Aujourd'hui, le Chaco paraguayen est maintenant menacé par l'avancée rapide de la frontière agricole. La croissance exponentielle de l'élevage bovin est stimulée par l'augmentation de la consommation de boeuf dans le monde et les prix très compétitifs des terrains au Paraguay. Les terres boisées publiques sont vendues à des éleveurs sud-américains, européens et mennonites allemands.


 Situation approximative de la région Gran Chaco (carte provenant du CIA World Factbook). Flyhighplato / domaine public


Les forêts sont coupées ou brûlées pour être transformées en pâturages pour le bétail. Au Paraguay, la vente et le défrichement des terres sont libéralisés par le manque de mesures régulatrices et l'un des taux de corruption les plus élevés en Amérique latine selon l'indice de perception de la corruption de Transparency International.

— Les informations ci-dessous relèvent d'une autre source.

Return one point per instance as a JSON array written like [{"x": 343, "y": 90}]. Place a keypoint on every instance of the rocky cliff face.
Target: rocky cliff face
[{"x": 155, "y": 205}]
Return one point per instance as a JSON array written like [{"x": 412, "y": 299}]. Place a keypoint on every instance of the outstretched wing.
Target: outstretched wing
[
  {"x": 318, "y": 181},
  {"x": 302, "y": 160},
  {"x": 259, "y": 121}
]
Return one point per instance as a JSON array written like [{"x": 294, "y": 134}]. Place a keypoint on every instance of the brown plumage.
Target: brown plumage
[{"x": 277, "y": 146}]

Peu connu, le Gran Chaco est un biome de forêts tropicales sèches ayant une grande importance écologique. D'une superficie de 1,2 million de km2, le biome constitue la plus grande aire boisée d'Amérique du Sud après la forêt amazonienne. Il constitue également un important point chaud de biodiversité (HotSpot). On y compte, entre autres, plus de 3 400 espèces de plantes, 500 espèces d'oiseaux et 150 espèces de mammifères. Parmi celles-ci, on retrouve des espèces menacées comme le jaguar, le puma, le guanaco, le tapir et le nandou d'Amérique.


 Paysage du Gran Chaco. Ilosuna CC BY-SA 1.0


La déforestation accélérée du Chaco peut générer des impacts écologiques désastreux. Elle peut provoquer la perte de services écosystémiques, comme la régulation du climat et du cycle de l'eau ainsi que la séquestration du carbone.

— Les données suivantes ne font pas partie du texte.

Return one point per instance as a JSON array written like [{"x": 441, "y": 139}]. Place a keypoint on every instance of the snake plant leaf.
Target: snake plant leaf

La perte d'habitats provoquée par la déforestation menace la biodiversité de la région. « L'abondance de plusieurs espèces a énormément diminué au cours des dernières années à cause de la déforestation », confie Mario Torrales, garde-parc du parc national Teniente Agripino Enciso.

Malgré sa richesse, la biodiversité du Chaco demeure incroyablement méconnue. En 1975, on y redécouvrait le pécari du Chaco (Catagonus wagneri), une espèce relique qui était considérée éteinte depuis 1930. Or, la perte d'espèces inconnues constitue une grande perte du potentiel du biome pour la découverte de nouveaux remèdes ou de nouveaux aliments dont pourrait profiter l'humanité.

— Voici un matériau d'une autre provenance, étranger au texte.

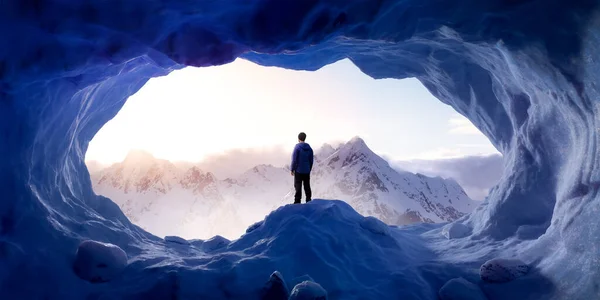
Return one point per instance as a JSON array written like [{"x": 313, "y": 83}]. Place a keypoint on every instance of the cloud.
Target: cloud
[
  {"x": 462, "y": 126},
  {"x": 476, "y": 174}
]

La destruction des forêts du biome peut constituer un processus difficile à renverser. Le Chaco possède un sol sablonneux vulnérable à l'érosion et un faible taux de précipitations. Ces caractéristiques limitent la capacité de régénération de la végétation et réduisent la capacité de récupération du biome. Il est ainsi possible d'observer des chemins créés pendant la guerre du Chaco dans les années 1930 qui sont encore ouverts actuellement malgré l'absence d'utilisation.

La rapide déforestation du Chaco menace les droits et les traditions de la vingtaine d'ethnies Guaraní de la région. Les territoires ancestraux de ces dernières sont rarement reconnus par l'État. Les Guarani sont souvent dépossédés de leurs terres. Ils vont alors peupler les bidonvilles des villes.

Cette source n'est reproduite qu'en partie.